Single by The Real Thing
- B-side: "Love Is a Playground"
- Released: 28 January 1977
- Genre: Disco; soul;
- Length: 3:28
- Label: Pye
- Songwriter(s): Chris Amoo; Eddie Amoo;
- Producer(s): Chris Amoo; Eddie Amoo; Dennis Weinriech;

The Real Thing singles chronology
| "Can't Get By Without You" (1976) | "You'll Never Know What You're Missing" (1977) | "Love's Such a Wonderful Thing" (1977) |

= You'll Never Know What You're Missing =

"You'll Never Know What You're Missing" is a song by the British band The Real Thing, released in 1977. It was their third major hit after "You to Me Are Everything" and "Can't Get By Without You".

==Background==
The song was written by Chris and Eddie Amoo.
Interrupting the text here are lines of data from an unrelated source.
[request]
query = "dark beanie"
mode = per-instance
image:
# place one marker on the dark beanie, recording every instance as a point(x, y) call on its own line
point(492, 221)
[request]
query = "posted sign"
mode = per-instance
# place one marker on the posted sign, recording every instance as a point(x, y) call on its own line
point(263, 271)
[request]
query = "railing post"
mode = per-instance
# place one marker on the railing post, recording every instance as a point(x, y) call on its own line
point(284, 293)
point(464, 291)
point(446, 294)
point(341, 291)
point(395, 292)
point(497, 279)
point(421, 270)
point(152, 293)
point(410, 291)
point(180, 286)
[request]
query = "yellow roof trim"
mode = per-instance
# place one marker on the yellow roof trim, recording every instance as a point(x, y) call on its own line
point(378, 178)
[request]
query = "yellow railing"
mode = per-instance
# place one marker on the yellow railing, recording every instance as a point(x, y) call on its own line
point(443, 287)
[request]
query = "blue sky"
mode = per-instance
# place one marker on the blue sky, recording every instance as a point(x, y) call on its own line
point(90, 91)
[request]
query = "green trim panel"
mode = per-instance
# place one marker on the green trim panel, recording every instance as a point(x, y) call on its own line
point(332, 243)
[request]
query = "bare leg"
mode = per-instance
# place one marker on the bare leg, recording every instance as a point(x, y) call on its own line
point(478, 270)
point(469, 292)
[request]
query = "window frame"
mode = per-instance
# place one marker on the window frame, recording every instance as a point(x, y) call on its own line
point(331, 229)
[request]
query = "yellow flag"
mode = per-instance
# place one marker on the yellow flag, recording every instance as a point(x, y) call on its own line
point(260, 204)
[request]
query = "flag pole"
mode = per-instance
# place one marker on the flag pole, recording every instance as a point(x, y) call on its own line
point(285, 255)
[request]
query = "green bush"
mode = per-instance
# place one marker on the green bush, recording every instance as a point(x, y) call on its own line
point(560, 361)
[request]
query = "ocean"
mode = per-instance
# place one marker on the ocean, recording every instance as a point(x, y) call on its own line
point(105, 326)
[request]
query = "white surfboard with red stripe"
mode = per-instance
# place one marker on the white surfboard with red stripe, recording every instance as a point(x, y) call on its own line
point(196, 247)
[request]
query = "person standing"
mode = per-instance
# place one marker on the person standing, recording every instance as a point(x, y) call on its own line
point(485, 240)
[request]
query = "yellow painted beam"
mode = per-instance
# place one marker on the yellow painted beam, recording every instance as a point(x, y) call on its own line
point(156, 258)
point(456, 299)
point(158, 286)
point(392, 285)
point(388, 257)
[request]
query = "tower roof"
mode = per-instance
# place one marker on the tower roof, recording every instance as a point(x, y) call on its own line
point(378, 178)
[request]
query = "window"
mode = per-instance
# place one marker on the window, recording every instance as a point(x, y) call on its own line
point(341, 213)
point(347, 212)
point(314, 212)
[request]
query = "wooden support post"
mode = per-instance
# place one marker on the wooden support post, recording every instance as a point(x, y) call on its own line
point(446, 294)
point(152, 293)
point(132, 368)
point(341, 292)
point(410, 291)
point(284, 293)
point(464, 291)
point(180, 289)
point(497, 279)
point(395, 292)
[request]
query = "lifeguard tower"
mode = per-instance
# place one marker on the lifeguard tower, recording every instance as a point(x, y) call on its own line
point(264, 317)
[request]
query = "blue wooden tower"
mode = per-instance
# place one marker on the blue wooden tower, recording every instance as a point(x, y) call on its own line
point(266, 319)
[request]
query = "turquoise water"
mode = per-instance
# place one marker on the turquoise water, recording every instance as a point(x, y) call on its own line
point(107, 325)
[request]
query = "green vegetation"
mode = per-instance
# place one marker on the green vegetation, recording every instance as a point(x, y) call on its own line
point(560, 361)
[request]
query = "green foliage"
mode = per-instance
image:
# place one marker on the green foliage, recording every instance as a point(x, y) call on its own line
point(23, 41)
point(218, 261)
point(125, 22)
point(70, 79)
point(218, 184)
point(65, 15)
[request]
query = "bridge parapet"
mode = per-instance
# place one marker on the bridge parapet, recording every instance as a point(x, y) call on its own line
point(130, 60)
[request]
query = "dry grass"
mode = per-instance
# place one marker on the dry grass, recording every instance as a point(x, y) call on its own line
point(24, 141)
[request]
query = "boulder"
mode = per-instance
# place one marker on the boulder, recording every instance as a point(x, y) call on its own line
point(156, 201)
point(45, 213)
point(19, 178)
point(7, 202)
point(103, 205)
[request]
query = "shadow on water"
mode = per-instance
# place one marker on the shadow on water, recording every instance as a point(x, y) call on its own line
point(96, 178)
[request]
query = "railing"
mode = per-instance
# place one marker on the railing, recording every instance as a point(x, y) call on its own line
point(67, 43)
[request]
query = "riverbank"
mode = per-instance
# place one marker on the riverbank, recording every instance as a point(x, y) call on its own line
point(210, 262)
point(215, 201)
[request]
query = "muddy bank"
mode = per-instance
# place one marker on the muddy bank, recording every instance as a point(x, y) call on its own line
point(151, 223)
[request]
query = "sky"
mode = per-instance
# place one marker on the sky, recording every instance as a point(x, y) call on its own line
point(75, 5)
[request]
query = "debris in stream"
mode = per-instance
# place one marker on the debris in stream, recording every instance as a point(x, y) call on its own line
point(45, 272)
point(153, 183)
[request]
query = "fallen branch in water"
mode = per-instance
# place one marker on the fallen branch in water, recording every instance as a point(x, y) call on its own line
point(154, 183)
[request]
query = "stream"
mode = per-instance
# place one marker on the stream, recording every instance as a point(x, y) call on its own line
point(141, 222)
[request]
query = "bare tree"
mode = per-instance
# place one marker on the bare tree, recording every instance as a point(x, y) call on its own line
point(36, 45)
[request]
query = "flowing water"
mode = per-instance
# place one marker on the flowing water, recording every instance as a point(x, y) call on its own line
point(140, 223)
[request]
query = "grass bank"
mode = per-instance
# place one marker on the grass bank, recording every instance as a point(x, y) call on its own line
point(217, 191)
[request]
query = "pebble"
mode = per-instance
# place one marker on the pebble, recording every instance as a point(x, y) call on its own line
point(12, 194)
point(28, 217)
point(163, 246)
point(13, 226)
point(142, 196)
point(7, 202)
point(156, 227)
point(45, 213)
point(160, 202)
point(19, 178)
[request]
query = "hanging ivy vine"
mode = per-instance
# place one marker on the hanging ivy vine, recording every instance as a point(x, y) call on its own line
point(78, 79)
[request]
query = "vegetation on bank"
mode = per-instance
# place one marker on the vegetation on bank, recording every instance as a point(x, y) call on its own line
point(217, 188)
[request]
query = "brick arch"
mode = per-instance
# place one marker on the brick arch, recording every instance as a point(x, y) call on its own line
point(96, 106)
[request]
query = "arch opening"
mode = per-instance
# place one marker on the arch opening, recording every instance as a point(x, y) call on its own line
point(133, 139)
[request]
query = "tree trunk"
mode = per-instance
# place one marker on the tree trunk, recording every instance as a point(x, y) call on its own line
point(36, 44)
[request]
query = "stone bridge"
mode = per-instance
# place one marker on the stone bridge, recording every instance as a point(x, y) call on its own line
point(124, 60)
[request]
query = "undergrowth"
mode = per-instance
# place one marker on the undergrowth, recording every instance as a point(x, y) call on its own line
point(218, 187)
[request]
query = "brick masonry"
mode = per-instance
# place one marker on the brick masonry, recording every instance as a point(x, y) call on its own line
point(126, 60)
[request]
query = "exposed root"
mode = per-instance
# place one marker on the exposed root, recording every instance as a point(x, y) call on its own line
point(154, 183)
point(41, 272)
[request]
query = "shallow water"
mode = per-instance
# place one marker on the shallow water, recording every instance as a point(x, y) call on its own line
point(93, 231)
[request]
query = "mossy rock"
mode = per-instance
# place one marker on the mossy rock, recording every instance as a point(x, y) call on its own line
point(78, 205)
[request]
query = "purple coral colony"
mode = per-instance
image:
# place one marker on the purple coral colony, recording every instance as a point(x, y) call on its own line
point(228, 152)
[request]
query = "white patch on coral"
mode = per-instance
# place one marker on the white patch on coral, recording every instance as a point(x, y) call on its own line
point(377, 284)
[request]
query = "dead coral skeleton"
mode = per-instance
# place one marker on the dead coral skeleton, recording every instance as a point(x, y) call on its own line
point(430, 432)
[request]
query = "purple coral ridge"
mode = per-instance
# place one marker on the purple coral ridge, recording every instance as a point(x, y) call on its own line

It was produced by Chris, Eddie and Dennis Weinreich for Tony Hall productions. The strings were arranged by Paul Buckmeister. The B-side of the single was "Love Is a Playground", also written by the Amoo's. They also co-produced it with Dennis Weinreich, and the strings and brass were arranged by Ian Green.

==Chart performance==
For the week ending 27 February 1977 the single had jumped from no 48 to no 31 in the British charts. For the week ending 19 March the single had jumped from 25 to 20. By 26 March the single had dropped down a couple of notches to no 23. Billboard recorded that on the week ending 9 April 1977 the single had climbed from no 21 to no 16, which is where it peaked.